Mediterranean diet study retracted after review

In the integrative healthcare community, the Mediterranean diet has long been widely accepted for its benefits to health. Incorporating vegetables, fruits, fish, nuts, and olive oil, research has shown that people following this dietary regime show lower rates of heart disease.

The 2013 Primary Prevention of Cardiovascular Disease with a Mediterranean Diet landmark study is the first major clinical trials to measure the diet’s heart benefits. The five-year study, published in the New England Journal of Medicine, showed consuming a Mediterranean diet can lower risk of heart attack, stroke, or death from heart disease by roughly 30 percent in those at high risk.

On June 20, the study authors retracted their report, according to an editorial published on Wednesday morning. In it, the researchers explained that “due to irregularities in the randomization procedures,” they will withdraw their study and publish a new one.

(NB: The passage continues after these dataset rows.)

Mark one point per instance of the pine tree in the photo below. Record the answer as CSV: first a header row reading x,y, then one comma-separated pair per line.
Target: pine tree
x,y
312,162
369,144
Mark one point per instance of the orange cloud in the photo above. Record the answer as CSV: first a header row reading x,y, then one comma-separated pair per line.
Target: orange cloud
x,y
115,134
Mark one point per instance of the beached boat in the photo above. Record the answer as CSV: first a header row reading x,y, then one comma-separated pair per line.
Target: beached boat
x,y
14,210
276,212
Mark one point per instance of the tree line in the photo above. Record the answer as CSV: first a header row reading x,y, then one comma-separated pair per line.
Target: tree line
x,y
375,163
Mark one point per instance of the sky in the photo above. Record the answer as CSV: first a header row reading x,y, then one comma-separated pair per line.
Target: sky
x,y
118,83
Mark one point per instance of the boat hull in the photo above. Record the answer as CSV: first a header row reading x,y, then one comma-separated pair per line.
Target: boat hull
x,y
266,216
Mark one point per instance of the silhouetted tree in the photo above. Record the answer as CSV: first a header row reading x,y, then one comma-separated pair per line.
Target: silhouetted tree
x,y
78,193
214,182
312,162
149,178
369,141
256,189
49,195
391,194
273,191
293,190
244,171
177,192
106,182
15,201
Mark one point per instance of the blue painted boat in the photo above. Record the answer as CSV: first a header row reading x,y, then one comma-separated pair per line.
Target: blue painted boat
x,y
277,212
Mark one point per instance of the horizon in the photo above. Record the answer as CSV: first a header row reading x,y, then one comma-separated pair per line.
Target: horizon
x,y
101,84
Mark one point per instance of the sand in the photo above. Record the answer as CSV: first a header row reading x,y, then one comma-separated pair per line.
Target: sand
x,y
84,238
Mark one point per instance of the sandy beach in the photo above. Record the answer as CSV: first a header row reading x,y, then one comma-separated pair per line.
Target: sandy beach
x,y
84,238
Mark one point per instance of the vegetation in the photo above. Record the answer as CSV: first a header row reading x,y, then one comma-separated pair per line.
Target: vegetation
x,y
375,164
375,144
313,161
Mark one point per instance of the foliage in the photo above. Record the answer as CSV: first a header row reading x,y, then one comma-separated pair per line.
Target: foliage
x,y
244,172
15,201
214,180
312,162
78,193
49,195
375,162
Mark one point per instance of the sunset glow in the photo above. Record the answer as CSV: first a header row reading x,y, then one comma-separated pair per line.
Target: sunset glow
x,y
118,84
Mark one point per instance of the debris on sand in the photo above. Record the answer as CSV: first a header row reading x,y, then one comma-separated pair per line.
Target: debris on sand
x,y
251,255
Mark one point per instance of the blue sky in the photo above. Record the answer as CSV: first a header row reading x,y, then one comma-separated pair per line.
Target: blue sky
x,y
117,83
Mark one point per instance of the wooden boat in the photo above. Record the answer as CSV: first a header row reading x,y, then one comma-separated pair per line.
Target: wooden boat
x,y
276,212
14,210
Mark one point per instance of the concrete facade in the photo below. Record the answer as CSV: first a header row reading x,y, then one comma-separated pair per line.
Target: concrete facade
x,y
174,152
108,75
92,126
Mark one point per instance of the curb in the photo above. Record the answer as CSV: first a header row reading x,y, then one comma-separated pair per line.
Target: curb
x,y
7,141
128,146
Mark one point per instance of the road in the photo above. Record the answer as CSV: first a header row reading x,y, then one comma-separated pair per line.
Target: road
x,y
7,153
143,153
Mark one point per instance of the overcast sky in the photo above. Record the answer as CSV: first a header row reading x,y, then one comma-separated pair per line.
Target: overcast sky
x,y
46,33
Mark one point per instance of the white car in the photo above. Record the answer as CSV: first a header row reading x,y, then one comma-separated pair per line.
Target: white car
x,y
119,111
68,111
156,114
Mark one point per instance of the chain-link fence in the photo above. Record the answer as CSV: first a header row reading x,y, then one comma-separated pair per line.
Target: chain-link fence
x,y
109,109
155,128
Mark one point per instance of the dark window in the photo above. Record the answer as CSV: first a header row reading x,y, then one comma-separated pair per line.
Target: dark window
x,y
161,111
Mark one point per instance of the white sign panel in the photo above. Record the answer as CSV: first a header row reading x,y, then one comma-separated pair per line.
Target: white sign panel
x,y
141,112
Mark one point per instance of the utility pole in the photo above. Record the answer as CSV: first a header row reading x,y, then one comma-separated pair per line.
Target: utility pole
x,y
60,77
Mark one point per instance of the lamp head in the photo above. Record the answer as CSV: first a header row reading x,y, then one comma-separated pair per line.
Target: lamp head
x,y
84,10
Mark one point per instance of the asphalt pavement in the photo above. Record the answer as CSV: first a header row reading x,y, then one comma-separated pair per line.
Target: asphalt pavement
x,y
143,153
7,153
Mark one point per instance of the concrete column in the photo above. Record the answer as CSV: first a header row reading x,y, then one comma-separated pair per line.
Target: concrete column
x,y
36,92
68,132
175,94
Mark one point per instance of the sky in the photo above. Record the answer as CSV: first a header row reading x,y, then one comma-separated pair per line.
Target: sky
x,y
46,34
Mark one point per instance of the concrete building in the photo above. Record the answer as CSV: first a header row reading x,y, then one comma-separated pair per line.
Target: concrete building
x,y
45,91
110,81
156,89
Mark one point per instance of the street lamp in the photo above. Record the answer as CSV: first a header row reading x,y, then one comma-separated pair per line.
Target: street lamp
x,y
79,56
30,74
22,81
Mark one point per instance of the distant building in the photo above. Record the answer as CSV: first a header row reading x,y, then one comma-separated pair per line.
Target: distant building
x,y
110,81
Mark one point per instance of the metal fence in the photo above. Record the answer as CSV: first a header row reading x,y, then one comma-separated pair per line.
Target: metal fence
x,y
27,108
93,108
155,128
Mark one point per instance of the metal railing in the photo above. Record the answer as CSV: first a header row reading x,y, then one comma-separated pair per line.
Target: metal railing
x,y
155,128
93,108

The revised study offers the same conclusions as the original study, but the language has changed.  The original study said the diet “resulted in a substantial reduction in the risk” of major heart illness among high-risk people, while the new study said “those assigned” to a Mediterranean diet had a lower risk than those not assigned.

The original trial took place in Spain with over 7,000 people at high risk for heart disease assigned to one of three diets: a Mediterranean diet with extra-virgin olive oil, a Mediterranean diet with mixed nuts, and a control group on a low-fat diet.

The issue, according to the researchers, had to do with randomized controlled trials. A British anesthesiologist John Carlisle had for years been researching and reporting on cases where participants in studies were not assigned randomly to treatments, even when the study was referred to as random. His 2017 analysis looked at 5,087 randomized controlled trials over 10 years and found baseline variables that appeared near impossible to happen randomly, including 11 reports in the New England Journal of Medicine.

The journal reviewed the 11 reports and found only one of concern, the 2013 Mediterranean diet study. Carlisle’s analysis revealed questions as to whether the participants had really been assigned diets randomly. In his 2017 report, Carlisle urged the study’s authors to perform a new study.

Further review showed that individuals in the same household, and even in the same village, were assigned the same diet, making it difficult to rule out shared environmental factors that could have skewed study results.

The retraction of the 2013 study has led many in the medical community to question the legitimacy of the revised version. However, the New England Journal of Medicine stands by the results and says the evidence in favor of the diet is still strong.